After this course the student knows how several well-known data mining algorithms work, how and when they can be applied, and how the resulting models and patterns should be interpreted.
Furthermore, the student understands general problems of data-analysis, such as overfitting, the curse of dimensionality, and model selection.
Finally, the student gains practical experience with the programming and application of data mining algorithms through practical assignments.
The course is graded through a written exam, two practical assignments and homework exercises.
With grades P1 and P2 for the practical assignments, grade E for the written exam, and grade H for the homework exercises, the final grade F is computed as follows:
F = 0.5 * E + 0.3 * P1 + 0.2 * P2 + 0.1 * H.
To pass the course, it is required that each practical assignment has grade at least 6 and the grade for the written exam is at least 5. There are 4 homework exercise sets. Ten percent of the average grade H of these four sets counts as a bonus. There is no minimum requirement for the homework exercises.
Participation in the repair test requires that the original final grade is 4 or 5, or AANV.
- F is rounded to the nearest tenth of a point if F >= 6.0.
- F is rounded to the nearest whole point if F < 6.0.
- The maximum final grade is 10.
It is required that the student has:
- Knowledge of algorithms and data structures, at the level of the bachelor course INFODS Datastructuren.
- Successfully completed a serious programming course, such as the bachelor course INFOIMP Imperatief Programmeren
Experience with using packages in R or Python is not sufficient.
- Knowledge of probability and statistics, at the level of INFOB3OMI Onderzoeksmethoden voor Informatica.
- Knowledge of linear algebra (such as treated in the bachelor course INFOGR Graphics).
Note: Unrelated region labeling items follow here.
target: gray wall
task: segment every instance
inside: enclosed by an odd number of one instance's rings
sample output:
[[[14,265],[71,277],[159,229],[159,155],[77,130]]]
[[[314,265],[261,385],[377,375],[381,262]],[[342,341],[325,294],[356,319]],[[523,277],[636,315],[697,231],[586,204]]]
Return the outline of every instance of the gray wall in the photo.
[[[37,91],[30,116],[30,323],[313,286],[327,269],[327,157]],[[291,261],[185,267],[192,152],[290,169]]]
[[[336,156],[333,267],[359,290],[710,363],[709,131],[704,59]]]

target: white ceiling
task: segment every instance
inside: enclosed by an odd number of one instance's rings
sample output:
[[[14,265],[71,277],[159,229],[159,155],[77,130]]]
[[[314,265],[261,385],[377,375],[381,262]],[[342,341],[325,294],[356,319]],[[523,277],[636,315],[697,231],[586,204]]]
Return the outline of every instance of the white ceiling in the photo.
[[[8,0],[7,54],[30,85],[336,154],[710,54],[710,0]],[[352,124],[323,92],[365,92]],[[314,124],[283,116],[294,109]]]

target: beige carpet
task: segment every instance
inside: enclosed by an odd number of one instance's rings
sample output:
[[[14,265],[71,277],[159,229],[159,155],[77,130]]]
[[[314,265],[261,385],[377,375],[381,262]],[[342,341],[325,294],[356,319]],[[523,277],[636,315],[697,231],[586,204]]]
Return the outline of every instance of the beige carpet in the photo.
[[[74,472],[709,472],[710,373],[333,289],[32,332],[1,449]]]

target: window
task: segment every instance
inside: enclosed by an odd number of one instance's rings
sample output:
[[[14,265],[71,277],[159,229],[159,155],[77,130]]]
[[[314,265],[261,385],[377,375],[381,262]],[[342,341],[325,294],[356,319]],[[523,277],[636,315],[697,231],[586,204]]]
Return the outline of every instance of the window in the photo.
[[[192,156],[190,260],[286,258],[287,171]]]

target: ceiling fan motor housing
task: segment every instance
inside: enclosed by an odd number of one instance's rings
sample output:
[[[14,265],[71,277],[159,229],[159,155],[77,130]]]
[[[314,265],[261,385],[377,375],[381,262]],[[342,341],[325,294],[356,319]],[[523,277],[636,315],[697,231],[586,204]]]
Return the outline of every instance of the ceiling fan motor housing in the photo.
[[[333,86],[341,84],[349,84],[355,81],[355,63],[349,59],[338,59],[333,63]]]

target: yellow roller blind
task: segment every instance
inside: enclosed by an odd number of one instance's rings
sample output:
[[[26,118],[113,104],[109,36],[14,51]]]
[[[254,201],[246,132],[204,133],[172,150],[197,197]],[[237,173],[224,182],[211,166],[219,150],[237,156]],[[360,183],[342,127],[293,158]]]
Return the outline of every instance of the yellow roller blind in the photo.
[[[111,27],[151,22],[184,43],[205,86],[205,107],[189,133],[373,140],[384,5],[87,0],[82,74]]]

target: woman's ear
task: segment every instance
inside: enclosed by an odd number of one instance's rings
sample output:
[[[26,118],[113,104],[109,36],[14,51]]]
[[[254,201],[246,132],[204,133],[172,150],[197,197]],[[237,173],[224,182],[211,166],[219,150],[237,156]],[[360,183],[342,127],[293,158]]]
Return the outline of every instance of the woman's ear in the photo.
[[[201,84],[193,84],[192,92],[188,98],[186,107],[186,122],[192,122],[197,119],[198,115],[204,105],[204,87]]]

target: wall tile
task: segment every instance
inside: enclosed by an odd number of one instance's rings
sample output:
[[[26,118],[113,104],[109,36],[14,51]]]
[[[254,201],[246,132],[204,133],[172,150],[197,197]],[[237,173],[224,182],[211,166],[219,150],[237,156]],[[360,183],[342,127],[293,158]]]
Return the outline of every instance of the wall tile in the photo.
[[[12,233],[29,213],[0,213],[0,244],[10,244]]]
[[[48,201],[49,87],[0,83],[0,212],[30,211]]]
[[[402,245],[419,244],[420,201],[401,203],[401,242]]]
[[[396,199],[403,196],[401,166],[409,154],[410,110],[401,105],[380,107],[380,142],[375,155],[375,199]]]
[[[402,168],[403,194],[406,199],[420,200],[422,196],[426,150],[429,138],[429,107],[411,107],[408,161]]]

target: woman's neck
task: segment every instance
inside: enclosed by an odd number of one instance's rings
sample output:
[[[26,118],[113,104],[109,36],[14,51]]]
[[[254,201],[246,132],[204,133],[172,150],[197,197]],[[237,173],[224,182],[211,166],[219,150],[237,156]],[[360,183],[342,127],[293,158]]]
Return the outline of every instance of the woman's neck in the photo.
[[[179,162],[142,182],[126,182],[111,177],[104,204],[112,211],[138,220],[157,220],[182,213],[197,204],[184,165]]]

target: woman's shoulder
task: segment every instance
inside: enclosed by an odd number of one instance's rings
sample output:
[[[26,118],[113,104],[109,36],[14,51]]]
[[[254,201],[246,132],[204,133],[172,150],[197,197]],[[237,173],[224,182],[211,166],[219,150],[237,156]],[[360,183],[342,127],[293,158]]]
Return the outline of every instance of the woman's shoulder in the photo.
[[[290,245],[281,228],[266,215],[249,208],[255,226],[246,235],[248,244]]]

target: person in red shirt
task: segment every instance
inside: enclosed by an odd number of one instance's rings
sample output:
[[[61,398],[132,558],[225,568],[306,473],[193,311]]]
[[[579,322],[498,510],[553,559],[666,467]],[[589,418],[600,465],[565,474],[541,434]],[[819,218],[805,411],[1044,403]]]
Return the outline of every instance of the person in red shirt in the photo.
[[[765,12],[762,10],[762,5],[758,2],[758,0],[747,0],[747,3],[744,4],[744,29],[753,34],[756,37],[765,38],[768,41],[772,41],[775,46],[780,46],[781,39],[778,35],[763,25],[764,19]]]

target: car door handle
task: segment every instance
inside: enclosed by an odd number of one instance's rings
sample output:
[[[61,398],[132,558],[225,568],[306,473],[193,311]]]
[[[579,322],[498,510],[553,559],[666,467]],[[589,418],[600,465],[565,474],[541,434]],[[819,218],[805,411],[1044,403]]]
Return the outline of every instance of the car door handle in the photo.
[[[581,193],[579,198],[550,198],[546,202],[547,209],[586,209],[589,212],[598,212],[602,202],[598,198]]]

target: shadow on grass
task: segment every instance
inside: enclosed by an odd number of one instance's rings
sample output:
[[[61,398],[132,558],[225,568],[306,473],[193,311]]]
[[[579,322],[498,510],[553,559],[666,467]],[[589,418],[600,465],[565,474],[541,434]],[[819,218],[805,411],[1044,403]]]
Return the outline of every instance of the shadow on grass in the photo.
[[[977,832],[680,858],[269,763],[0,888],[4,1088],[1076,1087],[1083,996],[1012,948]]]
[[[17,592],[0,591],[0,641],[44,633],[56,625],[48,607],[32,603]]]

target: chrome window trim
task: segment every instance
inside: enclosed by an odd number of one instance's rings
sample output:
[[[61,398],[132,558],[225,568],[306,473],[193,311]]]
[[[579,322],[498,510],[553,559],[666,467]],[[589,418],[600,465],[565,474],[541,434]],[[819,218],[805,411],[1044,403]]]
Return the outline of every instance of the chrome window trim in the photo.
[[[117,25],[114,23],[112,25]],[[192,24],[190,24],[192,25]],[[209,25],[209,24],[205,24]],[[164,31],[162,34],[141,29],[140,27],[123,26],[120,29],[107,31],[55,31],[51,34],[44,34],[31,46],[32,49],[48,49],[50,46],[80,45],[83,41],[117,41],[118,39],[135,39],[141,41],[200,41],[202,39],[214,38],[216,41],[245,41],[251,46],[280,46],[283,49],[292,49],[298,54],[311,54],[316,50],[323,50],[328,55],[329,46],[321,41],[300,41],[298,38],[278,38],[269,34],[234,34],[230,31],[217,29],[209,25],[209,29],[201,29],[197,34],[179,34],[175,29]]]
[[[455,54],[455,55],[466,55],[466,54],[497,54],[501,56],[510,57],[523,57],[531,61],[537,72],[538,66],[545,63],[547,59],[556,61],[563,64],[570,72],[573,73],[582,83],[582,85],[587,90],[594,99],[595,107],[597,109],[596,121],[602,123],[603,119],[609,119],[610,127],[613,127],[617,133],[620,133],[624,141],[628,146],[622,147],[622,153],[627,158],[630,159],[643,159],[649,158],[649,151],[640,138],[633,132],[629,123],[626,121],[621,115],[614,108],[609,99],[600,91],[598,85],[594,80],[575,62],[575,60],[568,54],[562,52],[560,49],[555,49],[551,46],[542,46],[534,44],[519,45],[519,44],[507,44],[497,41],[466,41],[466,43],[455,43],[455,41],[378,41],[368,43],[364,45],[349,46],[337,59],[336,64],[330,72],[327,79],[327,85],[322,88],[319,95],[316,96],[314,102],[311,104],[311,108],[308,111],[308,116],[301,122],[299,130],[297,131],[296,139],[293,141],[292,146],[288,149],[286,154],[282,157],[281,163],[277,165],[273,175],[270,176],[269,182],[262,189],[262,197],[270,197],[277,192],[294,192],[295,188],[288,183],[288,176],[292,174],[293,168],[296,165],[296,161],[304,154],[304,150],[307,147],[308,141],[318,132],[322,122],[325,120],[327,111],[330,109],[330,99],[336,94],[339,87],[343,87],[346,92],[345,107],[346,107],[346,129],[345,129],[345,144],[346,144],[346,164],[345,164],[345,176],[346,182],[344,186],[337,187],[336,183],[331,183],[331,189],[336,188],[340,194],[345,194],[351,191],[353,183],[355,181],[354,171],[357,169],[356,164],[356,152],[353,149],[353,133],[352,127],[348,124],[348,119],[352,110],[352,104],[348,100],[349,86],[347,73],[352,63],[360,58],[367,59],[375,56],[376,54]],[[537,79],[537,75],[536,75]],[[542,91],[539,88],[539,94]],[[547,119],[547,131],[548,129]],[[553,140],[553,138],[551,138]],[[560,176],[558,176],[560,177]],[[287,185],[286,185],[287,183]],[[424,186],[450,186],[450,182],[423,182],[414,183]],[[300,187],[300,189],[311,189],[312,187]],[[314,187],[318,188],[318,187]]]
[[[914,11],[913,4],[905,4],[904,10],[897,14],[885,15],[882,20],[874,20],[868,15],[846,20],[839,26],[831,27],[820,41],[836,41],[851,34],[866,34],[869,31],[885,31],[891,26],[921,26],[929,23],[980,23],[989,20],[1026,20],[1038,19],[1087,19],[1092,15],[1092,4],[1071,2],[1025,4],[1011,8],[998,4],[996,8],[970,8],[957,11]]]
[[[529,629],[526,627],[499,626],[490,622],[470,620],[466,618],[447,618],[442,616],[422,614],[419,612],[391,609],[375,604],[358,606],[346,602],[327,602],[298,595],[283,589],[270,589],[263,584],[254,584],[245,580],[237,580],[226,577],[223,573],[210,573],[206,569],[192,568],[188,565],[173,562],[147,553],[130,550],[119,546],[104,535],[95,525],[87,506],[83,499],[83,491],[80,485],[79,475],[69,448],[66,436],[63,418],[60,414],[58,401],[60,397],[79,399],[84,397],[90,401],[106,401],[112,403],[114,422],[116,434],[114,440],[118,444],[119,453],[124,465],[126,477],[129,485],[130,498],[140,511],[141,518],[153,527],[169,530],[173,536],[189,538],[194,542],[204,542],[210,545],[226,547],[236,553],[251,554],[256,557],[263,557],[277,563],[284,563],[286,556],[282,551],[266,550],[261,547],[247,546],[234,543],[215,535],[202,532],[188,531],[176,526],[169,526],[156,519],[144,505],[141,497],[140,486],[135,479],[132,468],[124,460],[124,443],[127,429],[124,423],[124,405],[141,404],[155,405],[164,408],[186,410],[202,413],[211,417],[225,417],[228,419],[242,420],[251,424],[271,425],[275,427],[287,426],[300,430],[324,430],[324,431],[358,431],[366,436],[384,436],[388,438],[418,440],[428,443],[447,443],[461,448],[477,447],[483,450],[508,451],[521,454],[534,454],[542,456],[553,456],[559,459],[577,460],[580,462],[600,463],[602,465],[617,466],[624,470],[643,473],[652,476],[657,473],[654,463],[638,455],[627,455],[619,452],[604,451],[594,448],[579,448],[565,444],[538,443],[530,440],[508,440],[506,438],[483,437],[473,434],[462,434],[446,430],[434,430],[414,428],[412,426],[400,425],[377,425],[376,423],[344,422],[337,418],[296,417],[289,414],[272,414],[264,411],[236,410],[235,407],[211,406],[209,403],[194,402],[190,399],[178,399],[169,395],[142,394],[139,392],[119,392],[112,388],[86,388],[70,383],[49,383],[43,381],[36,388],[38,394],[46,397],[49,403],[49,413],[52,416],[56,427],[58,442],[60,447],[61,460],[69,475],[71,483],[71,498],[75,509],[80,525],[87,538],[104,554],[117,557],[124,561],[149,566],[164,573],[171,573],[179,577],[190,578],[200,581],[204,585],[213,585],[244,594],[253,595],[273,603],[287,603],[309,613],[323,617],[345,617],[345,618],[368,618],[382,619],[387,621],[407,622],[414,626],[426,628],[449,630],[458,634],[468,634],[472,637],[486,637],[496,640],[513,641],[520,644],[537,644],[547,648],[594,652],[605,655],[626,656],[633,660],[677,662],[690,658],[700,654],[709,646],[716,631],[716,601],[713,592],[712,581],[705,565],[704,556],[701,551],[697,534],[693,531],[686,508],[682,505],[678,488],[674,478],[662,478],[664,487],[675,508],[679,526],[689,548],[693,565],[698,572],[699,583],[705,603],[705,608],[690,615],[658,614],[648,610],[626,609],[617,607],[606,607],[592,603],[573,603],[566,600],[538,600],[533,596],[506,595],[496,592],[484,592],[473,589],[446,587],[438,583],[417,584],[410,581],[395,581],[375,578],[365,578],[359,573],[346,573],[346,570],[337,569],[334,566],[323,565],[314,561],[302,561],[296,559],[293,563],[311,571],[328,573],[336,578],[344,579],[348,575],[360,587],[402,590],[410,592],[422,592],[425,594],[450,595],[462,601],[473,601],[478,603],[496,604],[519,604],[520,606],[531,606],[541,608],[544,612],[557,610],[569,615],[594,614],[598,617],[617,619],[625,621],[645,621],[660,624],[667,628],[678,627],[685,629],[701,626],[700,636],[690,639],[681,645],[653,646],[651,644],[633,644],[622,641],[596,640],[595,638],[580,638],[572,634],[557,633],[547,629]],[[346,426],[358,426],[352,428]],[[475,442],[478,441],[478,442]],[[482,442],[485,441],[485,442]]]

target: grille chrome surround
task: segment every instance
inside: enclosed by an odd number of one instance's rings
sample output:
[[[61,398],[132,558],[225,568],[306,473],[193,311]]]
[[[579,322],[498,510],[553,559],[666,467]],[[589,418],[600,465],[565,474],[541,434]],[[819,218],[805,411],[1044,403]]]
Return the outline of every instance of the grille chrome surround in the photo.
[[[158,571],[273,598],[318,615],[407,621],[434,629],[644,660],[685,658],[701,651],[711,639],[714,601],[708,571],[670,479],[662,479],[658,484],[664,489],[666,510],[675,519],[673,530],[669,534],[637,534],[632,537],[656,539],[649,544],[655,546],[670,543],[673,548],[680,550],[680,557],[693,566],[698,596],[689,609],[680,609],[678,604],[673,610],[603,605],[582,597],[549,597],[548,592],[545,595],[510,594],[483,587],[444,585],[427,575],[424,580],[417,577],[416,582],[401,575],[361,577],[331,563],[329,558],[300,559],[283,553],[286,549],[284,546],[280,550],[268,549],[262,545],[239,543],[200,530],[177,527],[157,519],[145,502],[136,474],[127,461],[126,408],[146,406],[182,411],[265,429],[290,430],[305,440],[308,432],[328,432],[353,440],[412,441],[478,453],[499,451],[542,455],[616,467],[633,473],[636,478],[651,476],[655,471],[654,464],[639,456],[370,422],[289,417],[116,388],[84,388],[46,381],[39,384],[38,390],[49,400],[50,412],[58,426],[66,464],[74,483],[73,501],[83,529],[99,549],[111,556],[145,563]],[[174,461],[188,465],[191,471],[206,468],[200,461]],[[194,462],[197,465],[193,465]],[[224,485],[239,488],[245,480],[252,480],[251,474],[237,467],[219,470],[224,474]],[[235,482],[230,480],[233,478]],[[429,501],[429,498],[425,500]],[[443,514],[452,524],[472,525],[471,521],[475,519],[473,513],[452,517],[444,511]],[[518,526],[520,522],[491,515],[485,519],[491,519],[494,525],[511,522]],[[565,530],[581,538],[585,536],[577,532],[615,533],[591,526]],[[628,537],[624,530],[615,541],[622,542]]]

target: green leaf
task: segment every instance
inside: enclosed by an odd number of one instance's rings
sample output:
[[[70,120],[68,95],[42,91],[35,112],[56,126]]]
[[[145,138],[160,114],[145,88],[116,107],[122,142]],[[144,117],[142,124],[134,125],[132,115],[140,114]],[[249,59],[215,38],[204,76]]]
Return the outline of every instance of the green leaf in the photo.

This course is aimed at students of the Computing Science (COSC) master program.
Topics covered include (content can vary somewhat from year to year):
- Classification Tree Algorithms, Bagging and Random Forests
- Graphical Models (including Bayesian Networks)
- Frequent Pattern Mining
- Text Mining
- Social Network Mining
Lectures and Computer Lab.
Selected book chapters, articles, and lecture notes.